As repeatedly explained by the civil society and independent experts, Migrant children — regardless of their immigration status — are first and foremost children. Immigration detention of children is a clear violation of child rights and is never in the best interests of the child.

We therefore fully support target 4.3 of the SR: « Expeditiously and completely end the immigration detention of children and their families, and protect the rights, dignity, welfare and best interests of migrant children in all cases ».

Member States committed themselves in several occasions, including in the New York Summit last September to work towards ending the practice of child immigration detention, and recognizing the importance of improved data collection related to international migration.

We are unfortunately obliged to conclude that such statements remain often a dead letter and diplomatic language for high level international meetings in Geneva and New York.

One of the concrete actions that will contribute to the collection of data as well as to the identification of good practices and alternatives to detention, is the implementation of the Global Study on Children Deprived of Liberty.
As you know, GA Resolution of December 2014 (A/RES/69/157 para 52.d) commissioned the Study. It took almost two years for an Independent Expert to be appointed, Professor Manfred Nowak being finally appointed last October to lead the Study. The NGO Panel, comprising 140 NGOs from all over the world, pledges its full support to him in the exercise of his mandate, to make sure the Study is implemented in a collaborative and participatory approach, including all stakeholders: UN agencies, Member States, civil society organizations, academia and children.

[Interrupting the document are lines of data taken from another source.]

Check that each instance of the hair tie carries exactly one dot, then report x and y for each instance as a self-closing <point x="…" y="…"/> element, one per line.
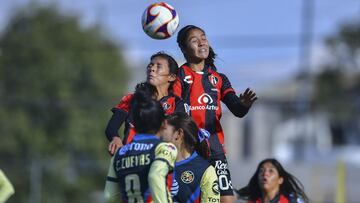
<point x="203" y="134"/>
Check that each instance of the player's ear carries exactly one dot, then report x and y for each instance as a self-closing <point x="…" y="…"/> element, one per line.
<point x="172" y="77"/>
<point x="179" y="134"/>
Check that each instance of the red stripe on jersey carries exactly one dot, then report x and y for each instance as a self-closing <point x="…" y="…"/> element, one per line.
<point x="203" y="93"/>
<point x="149" y="199"/>
<point x="124" y="104"/>
<point x="177" y="87"/>
<point x="198" y="98"/>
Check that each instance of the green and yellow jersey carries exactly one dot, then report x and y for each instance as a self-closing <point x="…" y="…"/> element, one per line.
<point x="138" y="171"/>
<point x="195" y="180"/>
<point x="6" y="188"/>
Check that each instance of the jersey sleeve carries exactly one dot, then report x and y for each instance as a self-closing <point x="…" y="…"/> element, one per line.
<point x="177" y="87"/>
<point x="6" y="188"/>
<point x="165" y="156"/>
<point x="226" y="86"/>
<point x="124" y="103"/>
<point x="181" y="106"/>
<point x="112" y="192"/>
<point x="209" y="186"/>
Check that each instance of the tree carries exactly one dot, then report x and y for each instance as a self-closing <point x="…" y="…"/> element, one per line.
<point x="58" y="81"/>
<point x="337" y="87"/>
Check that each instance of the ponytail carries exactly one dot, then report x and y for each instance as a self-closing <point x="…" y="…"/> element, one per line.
<point x="183" y="34"/>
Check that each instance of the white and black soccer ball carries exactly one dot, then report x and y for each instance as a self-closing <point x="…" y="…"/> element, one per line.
<point x="160" y="20"/>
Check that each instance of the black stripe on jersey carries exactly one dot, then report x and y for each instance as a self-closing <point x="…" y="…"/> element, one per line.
<point x="210" y="115"/>
<point x="185" y="93"/>
<point x="112" y="179"/>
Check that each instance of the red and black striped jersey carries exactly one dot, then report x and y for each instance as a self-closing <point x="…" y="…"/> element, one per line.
<point x="203" y="91"/>
<point x="170" y="103"/>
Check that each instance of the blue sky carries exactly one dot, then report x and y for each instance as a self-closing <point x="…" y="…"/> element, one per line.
<point x="257" y="41"/>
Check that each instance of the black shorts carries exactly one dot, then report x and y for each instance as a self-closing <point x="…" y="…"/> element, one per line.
<point x="222" y="171"/>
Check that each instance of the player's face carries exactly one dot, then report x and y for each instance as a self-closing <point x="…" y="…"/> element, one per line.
<point x="197" y="45"/>
<point x="168" y="133"/>
<point x="269" y="179"/>
<point x="158" y="72"/>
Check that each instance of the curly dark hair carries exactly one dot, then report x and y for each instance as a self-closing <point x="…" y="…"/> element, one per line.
<point x="291" y="186"/>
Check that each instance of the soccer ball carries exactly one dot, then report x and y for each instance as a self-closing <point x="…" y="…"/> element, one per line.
<point x="160" y="20"/>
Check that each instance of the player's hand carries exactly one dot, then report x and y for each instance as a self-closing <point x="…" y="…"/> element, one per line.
<point x="114" y="145"/>
<point x="248" y="97"/>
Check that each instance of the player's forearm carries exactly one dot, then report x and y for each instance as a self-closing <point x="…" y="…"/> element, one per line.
<point x="234" y="105"/>
<point x="116" y="120"/>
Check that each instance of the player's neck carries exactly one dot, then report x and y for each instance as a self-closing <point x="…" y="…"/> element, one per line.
<point x="162" y="91"/>
<point x="183" y="154"/>
<point x="270" y="195"/>
<point x="197" y="66"/>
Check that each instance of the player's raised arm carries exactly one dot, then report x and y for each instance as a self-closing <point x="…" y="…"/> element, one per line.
<point x="112" y="192"/>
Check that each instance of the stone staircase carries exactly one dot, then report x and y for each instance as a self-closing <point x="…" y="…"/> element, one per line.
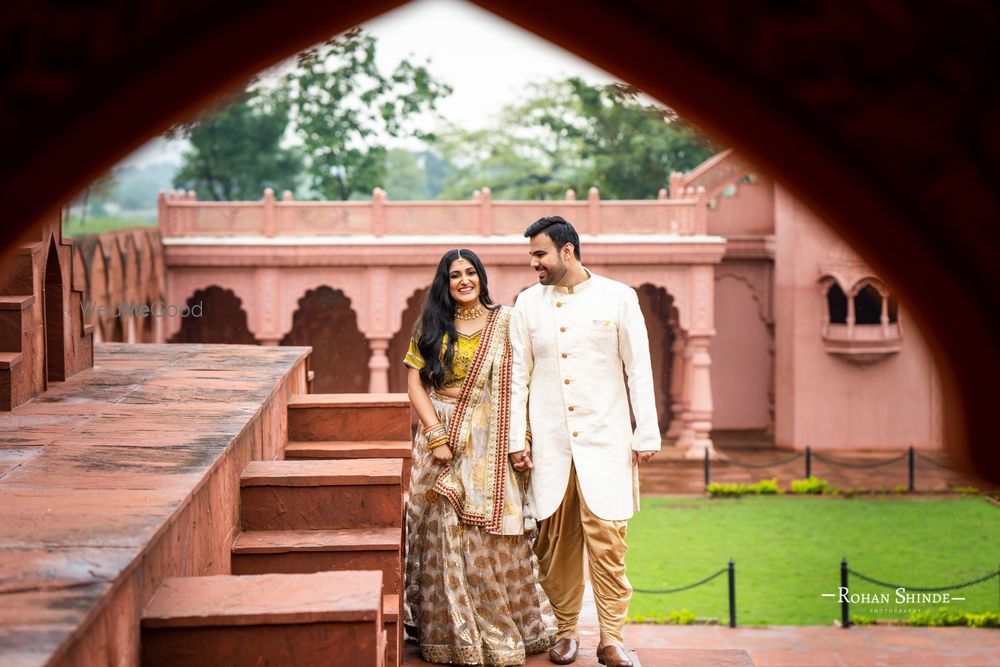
<point x="321" y="545"/>
<point x="350" y="426"/>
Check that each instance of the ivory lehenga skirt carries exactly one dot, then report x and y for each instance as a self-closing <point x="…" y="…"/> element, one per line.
<point x="470" y="597"/>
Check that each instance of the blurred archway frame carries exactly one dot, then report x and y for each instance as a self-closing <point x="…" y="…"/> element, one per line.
<point x="880" y="116"/>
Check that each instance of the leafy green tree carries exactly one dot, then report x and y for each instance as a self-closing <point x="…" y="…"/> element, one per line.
<point x="404" y="178"/>
<point x="344" y="108"/>
<point x="572" y="135"/>
<point x="236" y="151"/>
<point x="321" y="124"/>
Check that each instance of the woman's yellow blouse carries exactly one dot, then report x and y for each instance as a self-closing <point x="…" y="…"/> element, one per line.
<point x="465" y="349"/>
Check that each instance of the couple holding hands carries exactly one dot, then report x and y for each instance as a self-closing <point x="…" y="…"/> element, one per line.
<point x="524" y="418"/>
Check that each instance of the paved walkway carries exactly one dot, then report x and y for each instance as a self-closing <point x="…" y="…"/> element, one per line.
<point x="784" y="645"/>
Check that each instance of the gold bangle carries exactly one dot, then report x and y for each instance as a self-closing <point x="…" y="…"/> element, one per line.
<point x="437" y="442"/>
<point x="428" y="429"/>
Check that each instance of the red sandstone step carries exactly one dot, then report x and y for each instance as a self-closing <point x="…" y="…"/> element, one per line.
<point x="348" y="449"/>
<point x="322" y="495"/>
<point x="391" y="614"/>
<point x="332" y="618"/>
<point x="16" y="301"/>
<point x="10" y="359"/>
<point x="351" y="417"/>
<point x="304" y="551"/>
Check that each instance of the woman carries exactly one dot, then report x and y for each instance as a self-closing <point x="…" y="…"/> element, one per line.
<point x="472" y="594"/>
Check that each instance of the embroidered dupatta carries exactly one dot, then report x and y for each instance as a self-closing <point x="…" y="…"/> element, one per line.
<point x="478" y="480"/>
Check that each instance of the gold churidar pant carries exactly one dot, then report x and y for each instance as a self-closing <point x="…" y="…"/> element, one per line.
<point x="559" y="547"/>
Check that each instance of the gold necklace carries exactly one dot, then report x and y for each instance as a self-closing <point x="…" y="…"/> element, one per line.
<point x="468" y="313"/>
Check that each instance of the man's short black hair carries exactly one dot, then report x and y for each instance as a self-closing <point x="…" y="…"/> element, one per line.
<point x="557" y="229"/>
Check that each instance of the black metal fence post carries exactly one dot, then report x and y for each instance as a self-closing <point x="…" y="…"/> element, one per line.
<point x="910" y="460"/>
<point x="732" y="593"/>
<point x="845" y="613"/>
<point x="706" y="467"/>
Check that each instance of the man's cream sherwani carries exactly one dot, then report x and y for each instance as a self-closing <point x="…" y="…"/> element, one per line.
<point x="569" y="350"/>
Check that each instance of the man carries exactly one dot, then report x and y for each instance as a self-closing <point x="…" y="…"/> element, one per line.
<point x="572" y="334"/>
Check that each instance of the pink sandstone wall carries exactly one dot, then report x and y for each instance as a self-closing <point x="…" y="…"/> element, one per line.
<point x="741" y="360"/>
<point x="822" y="400"/>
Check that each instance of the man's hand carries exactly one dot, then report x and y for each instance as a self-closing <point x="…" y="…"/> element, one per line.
<point x="638" y="458"/>
<point x="521" y="461"/>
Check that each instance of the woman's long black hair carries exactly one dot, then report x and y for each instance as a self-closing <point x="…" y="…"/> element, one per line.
<point x="438" y="317"/>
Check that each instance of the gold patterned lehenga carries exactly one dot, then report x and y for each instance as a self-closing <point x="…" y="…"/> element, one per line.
<point x="471" y="580"/>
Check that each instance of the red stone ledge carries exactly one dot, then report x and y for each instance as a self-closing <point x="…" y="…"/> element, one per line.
<point x="307" y="401"/>
<point x="122" y="476"/>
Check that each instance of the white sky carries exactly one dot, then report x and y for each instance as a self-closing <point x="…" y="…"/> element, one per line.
<point x="486" y="60"/>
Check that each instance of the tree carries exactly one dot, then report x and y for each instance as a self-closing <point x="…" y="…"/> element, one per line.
<point x="323" y="122"/>
<point x="571" y="135"/>
<point x="344" y="108"/>
<point x="236" y="151"/>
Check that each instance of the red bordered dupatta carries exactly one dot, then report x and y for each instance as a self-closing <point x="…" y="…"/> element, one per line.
<point x="480" y="500"/>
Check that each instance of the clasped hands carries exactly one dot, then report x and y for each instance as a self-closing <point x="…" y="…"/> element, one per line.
<point x="521" y="461"/>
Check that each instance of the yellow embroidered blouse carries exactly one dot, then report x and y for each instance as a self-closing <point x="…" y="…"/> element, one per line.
<point x="465" y="349"/>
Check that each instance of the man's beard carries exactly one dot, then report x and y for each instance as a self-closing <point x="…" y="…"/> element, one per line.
<point x="553" y="278"/>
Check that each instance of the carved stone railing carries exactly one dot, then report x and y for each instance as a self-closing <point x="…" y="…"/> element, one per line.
<point x="863" y="343"/>
<point x="711" y="177"/>
<point x="181" y="214"/>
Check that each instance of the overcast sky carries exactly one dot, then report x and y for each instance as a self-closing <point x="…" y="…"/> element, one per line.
<point x="487" y="61"/>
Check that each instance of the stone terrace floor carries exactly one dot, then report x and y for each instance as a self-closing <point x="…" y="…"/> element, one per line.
<point x="783" y="646"/>
<point x="94" y="468"/>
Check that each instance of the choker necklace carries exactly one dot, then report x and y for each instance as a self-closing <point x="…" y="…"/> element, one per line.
<point x="468" y="313"/>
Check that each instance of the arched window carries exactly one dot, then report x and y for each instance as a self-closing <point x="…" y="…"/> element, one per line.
<point x="868" y="306"/>
<point x="863" y="327"/>
<point x="836" y="303"/>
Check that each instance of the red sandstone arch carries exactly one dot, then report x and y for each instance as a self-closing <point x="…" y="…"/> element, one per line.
<point x="111" y="325"/>
<point x="97" y="282"/>
<point x="53" y="311"/>
<point x="660" y="314"/>
<point x="326" y="321"/>
<point x="912" y="191"/>
<point x="81" y="277"/>
<point x="401" y="340"/>
<point x="222" y="319"/>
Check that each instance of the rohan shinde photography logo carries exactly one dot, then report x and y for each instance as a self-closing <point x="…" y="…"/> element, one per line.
<point x="899" y="596"/>
<point x="158" y="308"/>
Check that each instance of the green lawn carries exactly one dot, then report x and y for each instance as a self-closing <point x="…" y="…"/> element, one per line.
<point x="99" y="225"/>
<point x="788" y="550"/>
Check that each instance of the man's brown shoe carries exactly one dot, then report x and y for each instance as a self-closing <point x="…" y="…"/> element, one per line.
<point x="563" y="652"/>
<point x="613" y="656"/>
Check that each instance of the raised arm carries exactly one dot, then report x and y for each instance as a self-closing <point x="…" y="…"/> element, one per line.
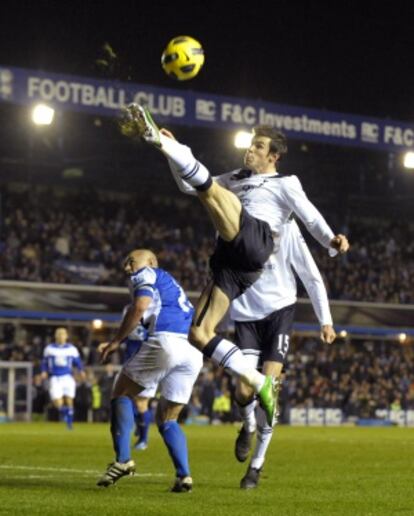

Today, the 140 NGOs of the Panel are particularly preoccupied by the fact that the Global Study has received barely any financial or tangible support from UN Member States, with the remarkable exception of Switzerland and Austria. The NGO Panel is deeply concerned about the lack of financial resources to implement the Study, which will be a catalyst for change and a milestone in the development of alternatives to detention of children, including of migrant children.

In a recent open letter to the UN, UN Agencies and Member States, the NGO Panel calls for immediate action explaining why it is in the interest not only of children but also of Member States to make the Global Study a reality, particularly with respect to fulfilling the commitments made in the Sustainable Development Goals to leave no one behind.

We would like to ask the panellists’ opinion and support for the implementation of the Global Study in link with the issue of unaccompanied migrant children today under discussion.